Quantity::new syntax is not zero-cost on integer base units
Given the following test code, I expect all of these functions to generate the same ASM. However, when using base units i32 and i16 (the two I have tested), the third function generates thousands more ASM instructions over the first two (which are identical).
pub fn test_i32(a: i32, b: i32) -> i32 {
let power_1 = a;
let power_2 = b;
power_1 - power_2
}
pub fn test_struct_i32(a: i32, b: i32) -> i32 {
let power_1 = uom::si::i32::Power {
dimension: core::marker::PhantomData,
units: core::marker::PhantomData,
value: a
};
let power_2 = uom::si::i32::Power {
dimension: core::marker::PhantomData,
units: core::marker::PhantomData,
value: b
};
(power_1 - power_2).value
}
pub fn test_new_i32(a: i32, b: i32) -> i32 {
let power_1 = uom::si::i32::Power::new::<uom::si::power::watt>(a);
let power_2 = uom::si::i32::Power::new::<uom::si::power::watt>(b);
(power_1 - power_2).value
}
These three functions produce the same output asm when using the f32 base type.
Cargo.toml
[dependencies.uom]
version = "0.33.0"
default-features = false
features = [
"i16", "f32", "i32",
"si"
]
$ rustc --version
rustc 1.62.1 (e092d0b6b 2022-07-16)
My guess is that the to_base call in new() isn't being optimized out even when the given unit matches the base unit. Non-floating point underlying storage types haven't gotten the same attention that floating point types have. See #261 where I would like to add tests to ensure zero-cost code gets generated. At the time that issue was created code generation for f32 worked but I never tested other types.

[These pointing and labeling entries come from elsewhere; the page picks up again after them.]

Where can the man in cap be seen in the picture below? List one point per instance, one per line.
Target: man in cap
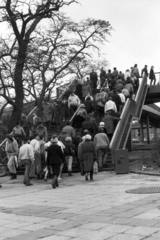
(26, 158)
(55, 158)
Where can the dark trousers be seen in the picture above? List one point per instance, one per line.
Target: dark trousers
(72, 109)
(27, 163)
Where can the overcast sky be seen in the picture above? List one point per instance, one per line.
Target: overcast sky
(136, 35)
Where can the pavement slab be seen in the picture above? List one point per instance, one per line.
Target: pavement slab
(80, 210)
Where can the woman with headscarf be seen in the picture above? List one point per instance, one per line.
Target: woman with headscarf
(86, 154)
(152, 76)
(101, 143)
(55, 158)
(11, 151)
(69, 153)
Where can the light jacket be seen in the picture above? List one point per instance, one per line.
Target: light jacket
(101, 141)
(73, 100)
(26, 152)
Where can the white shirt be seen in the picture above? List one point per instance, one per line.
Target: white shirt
(35, 145)
(122, 97)
(110, 105)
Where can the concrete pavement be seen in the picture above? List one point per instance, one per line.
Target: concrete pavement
(80, 210)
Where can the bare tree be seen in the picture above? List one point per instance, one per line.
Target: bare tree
(23, 17)
(55, 52)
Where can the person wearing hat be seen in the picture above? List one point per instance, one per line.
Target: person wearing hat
(37, 167)
(55, 158)
(63, 136)
(26, 158)
(86, 154)
(90, 126)
(110, 106)
(47, 111)
(102, 126)
(86, 89)
(109, 125)
(11, 151)
(73, 103)
(79, 156)
(69, 153)
(69, 130)
(42, 130)
(101, 143)
(82, 111)
(79, 118)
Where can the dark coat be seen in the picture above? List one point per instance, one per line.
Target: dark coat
(77, 121)
(78, 91)
(109, 123)
(93, 77)
(89, 106)
(151, 74)
(116, 98)
(89, 126)
(55, 155)
(86, 154)
(69, 146)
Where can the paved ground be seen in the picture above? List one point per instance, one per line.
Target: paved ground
(80, 210)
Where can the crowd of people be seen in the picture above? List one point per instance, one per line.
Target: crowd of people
(94, 113)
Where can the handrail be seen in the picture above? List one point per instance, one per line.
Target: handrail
(26, 117)
(130, 108)
(75, 113)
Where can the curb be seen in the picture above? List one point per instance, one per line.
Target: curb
(145, 173)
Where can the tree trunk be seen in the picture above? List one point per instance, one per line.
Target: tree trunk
(19, 93)
(39, 104)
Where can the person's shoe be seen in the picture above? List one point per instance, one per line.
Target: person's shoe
(29, 184)
(13, 176)
(54, 182)
(70, 174)
(86, 177)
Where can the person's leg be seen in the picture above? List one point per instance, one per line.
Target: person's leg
(100, 153)
(11, 167)
(60, 172)
(57, 172)
(27, 171)
(38, 165)
(54, 181)
(91, 175)
(32, 173)
(70, 160)
(105, 156)
(71, 110)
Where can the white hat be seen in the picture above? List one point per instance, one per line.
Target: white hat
(88, 137)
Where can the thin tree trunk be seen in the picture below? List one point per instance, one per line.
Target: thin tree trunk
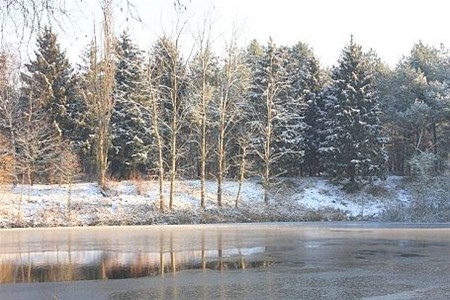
(241, 174)
(221, 164)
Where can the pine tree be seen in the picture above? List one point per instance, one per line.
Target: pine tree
(130, 121)
(307, 84)
(49, 83)
(276, 113)
(353, 145)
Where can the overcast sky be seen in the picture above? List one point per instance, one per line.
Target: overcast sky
(390, 27)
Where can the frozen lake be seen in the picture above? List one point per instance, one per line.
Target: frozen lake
(242, 261)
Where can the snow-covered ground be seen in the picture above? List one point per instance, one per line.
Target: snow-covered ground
(137, 202)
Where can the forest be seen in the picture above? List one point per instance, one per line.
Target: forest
(258, 110)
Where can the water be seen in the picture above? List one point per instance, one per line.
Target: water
(245, 261)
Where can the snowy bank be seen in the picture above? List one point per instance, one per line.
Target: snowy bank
(137, 203)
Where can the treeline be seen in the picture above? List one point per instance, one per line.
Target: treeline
(261, 110)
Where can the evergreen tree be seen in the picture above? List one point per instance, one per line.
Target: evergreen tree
(50, 85)
(275, 113)
(353, 144)
(306, 80)
(130, 121)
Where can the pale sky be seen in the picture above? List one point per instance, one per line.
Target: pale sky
(390, 27)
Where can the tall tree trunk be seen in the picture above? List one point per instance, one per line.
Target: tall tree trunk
(221, 162)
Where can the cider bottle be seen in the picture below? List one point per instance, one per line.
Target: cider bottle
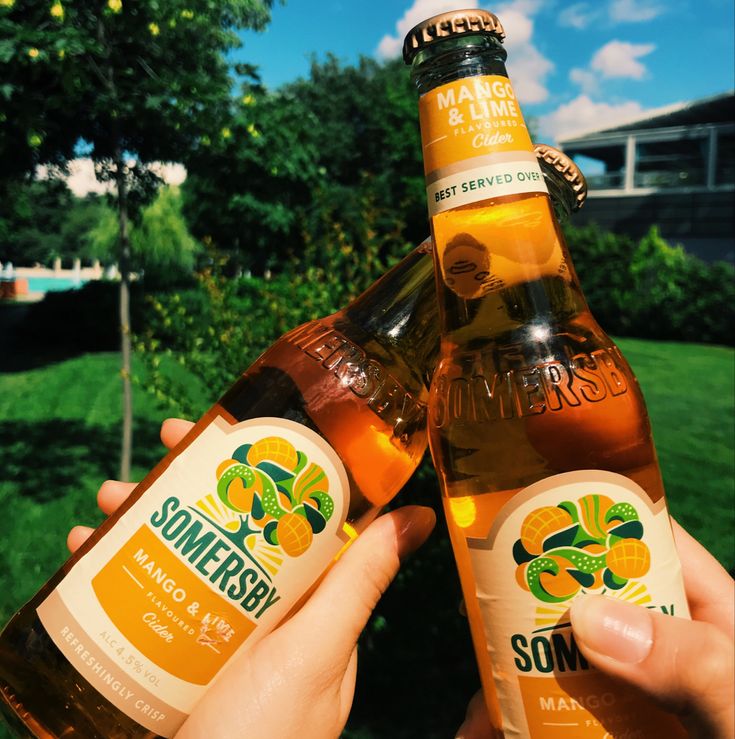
(537, 427)
(235, 524)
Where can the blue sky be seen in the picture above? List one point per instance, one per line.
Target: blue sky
(575, 65)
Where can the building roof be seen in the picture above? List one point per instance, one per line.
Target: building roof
(715, 109)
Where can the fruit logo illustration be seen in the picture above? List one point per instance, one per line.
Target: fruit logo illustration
(270, 501)
(591, 544)
(283, 494)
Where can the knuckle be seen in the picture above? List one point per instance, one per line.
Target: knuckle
(376, 576)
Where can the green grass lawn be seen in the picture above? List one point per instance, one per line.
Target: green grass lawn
(59, 438)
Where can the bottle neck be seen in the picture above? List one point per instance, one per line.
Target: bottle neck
(399, 312)
(501, 264)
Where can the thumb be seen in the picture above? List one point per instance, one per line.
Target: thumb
(346, 597)
(686, 666)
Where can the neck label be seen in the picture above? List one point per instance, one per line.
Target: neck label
(475, 143)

https://github.com/iliekturtles/uom/blob/10d9679193775aae04987338a31014524bd5674d/src/quantity.rs#L208-L223
I think the same thing might also explain other behaviour that I saw (which I didn't log as an issue because I wasn't entirely confident it wasn't expected in that case):
When the autoconvert feature is enabled, Eq implementations on u16 units were also resulting in significant cost. In my application I didn't actually need autoconvert so didn't dwell on it, but I suspect to_base is the culprit there too, from a brief peek into the source.
Hmm, I have just got the same thing. I use uom in embedded calculations on ESP32. I am using i32 as a base type, and Quantity<...>::new execution was just very slow, comparing to using raw i32. I was using opt-level = 3, but it seems, that to_base was not optimized out by the compiler.